Her reward was vagueness.

‘You’re telling me you don’t know when you’ll meet your contact – it’s Simonov? You don’t know?’

‘Not really.’

‘You’ve been here a night and a full day and you don’t know? The girl’s in place. We reckon Riordan should have hit the city by now. You’re the middle man, the facilitator, but you don’t know when there’ll be a meeting? Level with me, Ralph.’

‘I haven’t been told and that’s the truth.’

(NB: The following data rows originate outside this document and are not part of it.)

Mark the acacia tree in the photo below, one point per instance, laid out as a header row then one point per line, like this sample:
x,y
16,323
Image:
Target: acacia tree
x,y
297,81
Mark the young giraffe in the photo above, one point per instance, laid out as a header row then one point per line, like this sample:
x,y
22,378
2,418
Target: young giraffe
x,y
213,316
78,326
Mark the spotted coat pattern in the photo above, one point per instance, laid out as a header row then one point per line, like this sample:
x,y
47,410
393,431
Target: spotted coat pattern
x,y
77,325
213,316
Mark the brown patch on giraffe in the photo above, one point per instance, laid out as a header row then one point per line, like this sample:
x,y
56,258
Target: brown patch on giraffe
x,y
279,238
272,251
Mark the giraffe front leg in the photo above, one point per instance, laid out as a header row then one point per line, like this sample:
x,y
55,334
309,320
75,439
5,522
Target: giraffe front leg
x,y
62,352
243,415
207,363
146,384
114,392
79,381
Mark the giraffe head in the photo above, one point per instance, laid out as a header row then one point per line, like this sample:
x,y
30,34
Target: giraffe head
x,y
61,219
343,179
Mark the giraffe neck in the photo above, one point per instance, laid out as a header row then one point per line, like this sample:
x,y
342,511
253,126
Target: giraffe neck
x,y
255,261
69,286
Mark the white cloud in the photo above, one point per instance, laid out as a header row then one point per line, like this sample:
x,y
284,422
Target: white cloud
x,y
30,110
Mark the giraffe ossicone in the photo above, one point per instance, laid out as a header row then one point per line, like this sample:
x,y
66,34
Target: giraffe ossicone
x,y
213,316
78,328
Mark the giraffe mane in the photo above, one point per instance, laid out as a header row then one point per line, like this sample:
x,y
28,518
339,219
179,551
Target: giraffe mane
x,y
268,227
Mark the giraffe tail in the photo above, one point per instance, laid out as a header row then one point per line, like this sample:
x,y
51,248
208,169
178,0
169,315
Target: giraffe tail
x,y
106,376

He wore his helpless look, usually a winner. She was close to believing him. ‘What about the location?’

‘Not yet.’

He wasn’t meeting her eyes. He had given her chapter and verse on the Irish girl and had had the wit to gossip with her: she was Queen’s, a graduate, lived at the bottom of the Malone road. They had shown each other their passports. Gaby would be able to furnish Thames House with enough details by midnight for the computers to spit out her identity, the accounts where the cash was held and the bank address. All good, except the core of what she needed. She remembered the face of the man with Matthew Bentinick. She had thought it unforgiving, merciless. Ralph Exton was hers and had been since she’d trailed to that provincial police station and lugged Bentinick’s file bag into the interview room.

‘I’m trying to help, Ralph. I’ve played fair with you over the years. Everything I’ve done for you has been based on honesty. It’s no time for you to play fast and loose with me.’

‘Would I do that, Gaby?’

‘This Simonov, it’s the old thing, “the devil in the detail”: where’s the detail? When do you meet, where do you meet, what do you fire? I can move on – where is he coming from in your life, how are you hooked to him and—’

‘I’ve always given you everything I’ve known, Gaby, kept nothing back. The weapons may not turn up. What if they don’t? Riordan a killer. What’ll he do to me? That drill was right in my face. I don’t know how much more I can take. Don’t you believe me? After all I’ve done . . . I’m a little cog in the wheel, and I get frightened.’ His head was in his hands.

She was out of her chair. God’s truth, what was he? An asset or a colleague? Her hand was on his shoulder. ‘We’ll do all we can, Ralph. Your security is hugely important to us, a main priority. Anyway, the detail. We’ll try again in the morning.’

She helped him up and took him to the door. His head was still down and he was breathing fast. She took him along the corridor and he gave her his key-card. She let him in and helped him on to the bed. She closed the door quietly after her.